What happened

With a big government program advancing green technology in the works, now is a good time to be a next-generation battery maker particularly targeting the electric vehicle (EV) segment. Enovix (ENVX -2.99%) is one of the battery developers enjoying the ride, and on Wednesday its share price accelerated almost 10% higher thanks to a new and bullish analyst note.

So what

That morning, Oppenheimer prognosticator Colin Rusch reiterated his very positive take on Enovix's prospects. He is standing by his outperform (read: buy) recommendation on the stock, at a price target of $39 per share. That represents a very healthy 64% premium to the stock's current price, even after Wednesday's rise.

Rusch's move follows two days of investor meetings with a pair of top Enovix executives, COO Cam Daley and vice president of investor relations Charles Anderson. Following those meetings, the analyst was satisfied that Enovix "is continuing to make meaningful progress across multiple initiatives."

Rusch added, "On the customer front, we see Enovix harmonizing customer diversity with the potential to become a strategic supplier to those customers for both wearables and EVs."
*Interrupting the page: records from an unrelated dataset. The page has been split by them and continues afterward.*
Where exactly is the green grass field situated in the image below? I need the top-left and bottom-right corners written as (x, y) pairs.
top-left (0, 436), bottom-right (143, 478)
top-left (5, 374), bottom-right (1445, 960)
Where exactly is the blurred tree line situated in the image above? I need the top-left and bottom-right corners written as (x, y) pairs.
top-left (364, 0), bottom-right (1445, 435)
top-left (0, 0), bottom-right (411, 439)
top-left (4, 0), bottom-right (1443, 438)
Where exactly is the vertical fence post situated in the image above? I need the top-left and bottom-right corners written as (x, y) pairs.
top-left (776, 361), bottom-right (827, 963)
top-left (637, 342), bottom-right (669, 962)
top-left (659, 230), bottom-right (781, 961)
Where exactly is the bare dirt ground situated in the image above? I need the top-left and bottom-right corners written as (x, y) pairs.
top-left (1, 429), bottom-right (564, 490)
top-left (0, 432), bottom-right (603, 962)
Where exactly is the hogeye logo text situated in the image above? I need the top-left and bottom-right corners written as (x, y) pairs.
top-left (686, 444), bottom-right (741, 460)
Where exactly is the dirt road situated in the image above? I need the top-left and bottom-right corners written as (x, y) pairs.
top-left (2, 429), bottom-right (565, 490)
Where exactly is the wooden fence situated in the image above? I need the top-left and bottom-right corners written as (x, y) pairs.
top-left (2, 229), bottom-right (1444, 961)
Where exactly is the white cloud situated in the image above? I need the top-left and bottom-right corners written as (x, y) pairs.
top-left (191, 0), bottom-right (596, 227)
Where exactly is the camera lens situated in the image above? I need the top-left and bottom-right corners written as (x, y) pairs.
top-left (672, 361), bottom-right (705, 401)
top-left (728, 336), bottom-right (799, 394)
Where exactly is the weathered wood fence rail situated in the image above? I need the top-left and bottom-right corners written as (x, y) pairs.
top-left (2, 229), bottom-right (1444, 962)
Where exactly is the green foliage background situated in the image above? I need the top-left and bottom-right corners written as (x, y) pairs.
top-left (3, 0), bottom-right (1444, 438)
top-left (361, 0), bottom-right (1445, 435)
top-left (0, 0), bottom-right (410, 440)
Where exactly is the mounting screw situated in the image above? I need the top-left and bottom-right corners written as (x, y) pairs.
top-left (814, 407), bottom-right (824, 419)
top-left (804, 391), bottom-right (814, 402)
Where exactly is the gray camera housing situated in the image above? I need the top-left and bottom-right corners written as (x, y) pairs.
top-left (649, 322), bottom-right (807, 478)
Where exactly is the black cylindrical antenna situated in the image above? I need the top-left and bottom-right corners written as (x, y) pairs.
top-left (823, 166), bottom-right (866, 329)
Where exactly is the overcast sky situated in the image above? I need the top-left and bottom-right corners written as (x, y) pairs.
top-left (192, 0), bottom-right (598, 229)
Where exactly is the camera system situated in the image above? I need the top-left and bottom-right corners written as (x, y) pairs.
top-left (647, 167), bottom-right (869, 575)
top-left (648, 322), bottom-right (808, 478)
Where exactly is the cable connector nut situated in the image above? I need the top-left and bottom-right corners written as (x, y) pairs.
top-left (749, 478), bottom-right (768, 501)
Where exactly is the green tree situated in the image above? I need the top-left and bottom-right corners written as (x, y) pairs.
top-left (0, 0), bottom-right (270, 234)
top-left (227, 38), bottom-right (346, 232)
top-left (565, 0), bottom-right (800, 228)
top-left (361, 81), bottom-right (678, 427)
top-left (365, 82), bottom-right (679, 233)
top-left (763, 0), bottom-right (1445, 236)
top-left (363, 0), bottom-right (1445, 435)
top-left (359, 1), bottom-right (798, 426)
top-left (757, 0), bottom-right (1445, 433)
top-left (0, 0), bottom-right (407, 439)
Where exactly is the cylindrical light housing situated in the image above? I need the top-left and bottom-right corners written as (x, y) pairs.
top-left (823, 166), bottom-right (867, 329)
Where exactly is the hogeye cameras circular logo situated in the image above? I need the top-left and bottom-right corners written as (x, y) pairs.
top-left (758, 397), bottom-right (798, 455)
The prognosticator is also cheered by the fact that Enovix aims to ramp up its production capabilities, and is considering how it can harness government support in this effort.

Now what

Despite its name, much of the government's recently passed Inflation Reduction Act is actually a big program to support the development of green technologies like EVs. Companies like Enovix, then, are in the right time and in the right place to take advantage not only of this, but of the general drive toward EV development and adoption.